7. Persiapan Karir kita sebagai mahasiswa untuk memasuki dunia kerja. Dengan memperoleh gelar sarjana atau pascasarjana, kita akan memiliki keunggulan dalam persaingan mencari pekerjaan. Bukan hanya itu saja, tujuan kuliah kita salah satunya membekali diri kita dengan pengetahuan dan keterampilan yang relevan dengan karir yang diinginkan.

8. Pengembangan Kemampuan Kepemimpinan, dengan melalui kegiatan ekstrakurikuler, organisasi mahasiswa, atau proyek kolaboratif, mahasiswa memiliki pemikiran yang kritis dan dapat memperoleh pengalaman dalam memimpin dan mengelola sebuah organisasi.

9. Pengembangan Diri Secara Holistik bertujuan didorong untuk memaksimalkan potensi kita saat kuliah, salah satunya ialah mengembangkan kepribadian menjadi lebih baik dan bersikap positif dan berfikir kritis bagi mahasiswa.
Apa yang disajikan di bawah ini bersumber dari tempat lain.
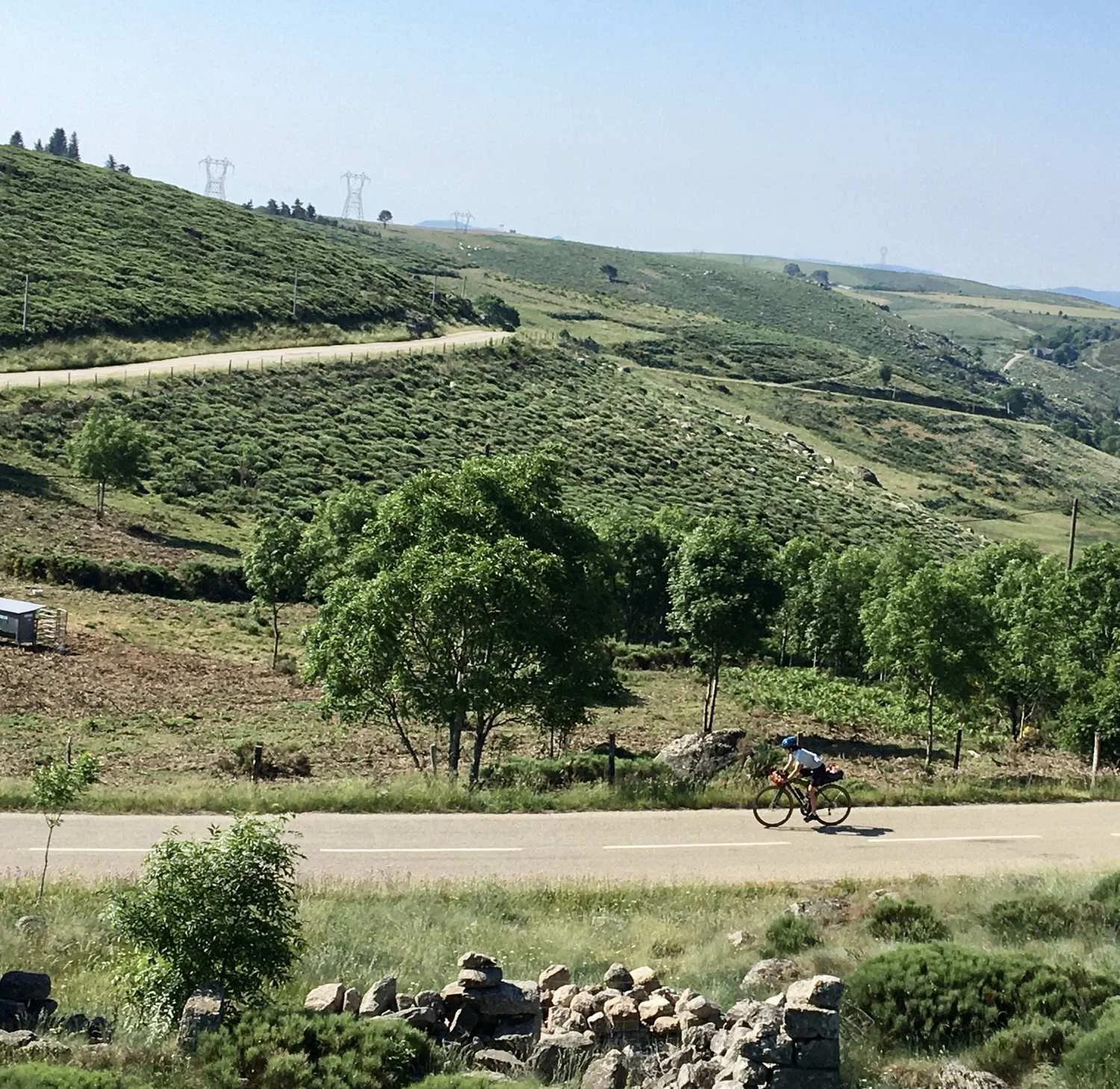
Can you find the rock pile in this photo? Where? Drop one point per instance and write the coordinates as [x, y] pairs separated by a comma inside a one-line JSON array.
[[644, 1035]]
Agar bisa membangun rasa percaya diri, meningkatkan kemandirian hingga kedisiplinan yang mana nantinya akan  diperlukan untuk mencapai kesuksesan dalam berbagai aspek kehidupan dalam menghadapi sistem pemerintahan saat ini, sehingga dapat mengasah keterampilan intelektual dan membantu mahasiswa menjadi diri sendiri.

Maka dari itu semua, kita kuliah memiliki tujuan yang jelas. Pasalnya kuliah itu bukan sekadar rutinitas atau formalitas saja, tapi proses untuk membentuk diri kita menjadi apa yang kita inginkan untuk menghadapi tantangan yang ada di masa mendatang.